I'll focus my answer on the concept of a just transition.
This committee focuses quite frequently on financial and other matters. On financial matters, we want to see how the numbers add up for the year's budget and also look at not just the deficit for the year but the total debt moving forward, or accumulated surplus.
We need to look at the climate in the same way. Greenhouse gases cannot continue to put us in an environmental debt not only for the present generation, but also future generations. We have to have that carbon budgeting approach to greenhouse gases like we do with monetary and fiscal issues.
The just transition is critical. We can't use a Darwinian approach to a just transition. It wouldn't be a just transition if we left communities behind. As we pointed out in our report, there are many communities and entire regions of the country that rely on fossil fuel exploration, development, processing, production, and so on. There needs to be a viable plan.

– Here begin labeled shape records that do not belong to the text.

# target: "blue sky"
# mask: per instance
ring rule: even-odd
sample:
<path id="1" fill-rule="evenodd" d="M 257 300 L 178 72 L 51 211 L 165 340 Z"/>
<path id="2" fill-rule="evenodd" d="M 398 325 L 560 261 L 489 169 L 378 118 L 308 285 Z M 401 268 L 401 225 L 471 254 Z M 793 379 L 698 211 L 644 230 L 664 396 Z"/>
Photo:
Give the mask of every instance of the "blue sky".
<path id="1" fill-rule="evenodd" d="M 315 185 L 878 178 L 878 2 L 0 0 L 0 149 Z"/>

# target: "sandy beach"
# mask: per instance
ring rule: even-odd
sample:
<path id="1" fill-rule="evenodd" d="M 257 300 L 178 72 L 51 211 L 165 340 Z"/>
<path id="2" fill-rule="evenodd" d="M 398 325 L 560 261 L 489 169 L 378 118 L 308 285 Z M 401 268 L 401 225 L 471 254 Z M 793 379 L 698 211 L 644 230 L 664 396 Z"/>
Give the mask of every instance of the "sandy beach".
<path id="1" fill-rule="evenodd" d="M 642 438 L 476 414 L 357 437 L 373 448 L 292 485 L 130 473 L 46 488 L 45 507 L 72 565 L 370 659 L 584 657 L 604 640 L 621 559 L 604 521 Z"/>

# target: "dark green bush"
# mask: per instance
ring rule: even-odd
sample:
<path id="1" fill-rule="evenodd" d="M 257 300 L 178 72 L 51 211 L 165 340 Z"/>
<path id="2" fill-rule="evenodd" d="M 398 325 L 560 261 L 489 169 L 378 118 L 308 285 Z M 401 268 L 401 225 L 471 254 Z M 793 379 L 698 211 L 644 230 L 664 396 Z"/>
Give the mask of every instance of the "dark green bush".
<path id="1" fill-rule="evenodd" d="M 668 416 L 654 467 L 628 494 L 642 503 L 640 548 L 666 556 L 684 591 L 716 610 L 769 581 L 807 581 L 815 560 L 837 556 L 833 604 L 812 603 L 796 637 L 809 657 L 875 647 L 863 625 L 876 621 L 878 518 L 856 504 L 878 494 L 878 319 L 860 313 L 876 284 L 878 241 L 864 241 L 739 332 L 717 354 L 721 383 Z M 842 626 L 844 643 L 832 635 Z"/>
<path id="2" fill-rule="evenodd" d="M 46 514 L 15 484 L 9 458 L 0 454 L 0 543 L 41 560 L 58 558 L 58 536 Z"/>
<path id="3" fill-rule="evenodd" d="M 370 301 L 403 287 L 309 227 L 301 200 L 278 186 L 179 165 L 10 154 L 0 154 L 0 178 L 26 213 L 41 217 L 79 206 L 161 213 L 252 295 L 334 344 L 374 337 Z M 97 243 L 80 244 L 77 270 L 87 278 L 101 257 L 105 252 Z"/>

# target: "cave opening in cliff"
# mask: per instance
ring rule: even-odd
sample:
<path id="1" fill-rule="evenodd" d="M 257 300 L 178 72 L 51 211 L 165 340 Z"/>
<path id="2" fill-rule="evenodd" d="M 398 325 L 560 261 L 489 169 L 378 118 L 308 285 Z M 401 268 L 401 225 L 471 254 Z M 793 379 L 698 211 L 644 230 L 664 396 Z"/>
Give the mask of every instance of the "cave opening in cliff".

I believe that the current government is committed to that. We're actually doing an audit on the early days of the just transition for coal workers as a bit of a microcosm for what will need to do in other just transitions in the other fuel bases. I would say that no one should be left behind. The Government of Canada has a critical role, working with the provinces, territories, municipalities and indigenous communities, to make sure that no one is left behind as we go along on this important transition.
The transition is important, because if we don't do that, we'll have a different transition to a hotter climate, which is even more difficult to adapt to. We're going to be transitioning one way or the other. We're going to do it in a diligent way, and have a just transition to a net-zero world, or we're going to keep muddling through and have a much hotter world that will have increasing levels of disaster that we'll have to adapt to.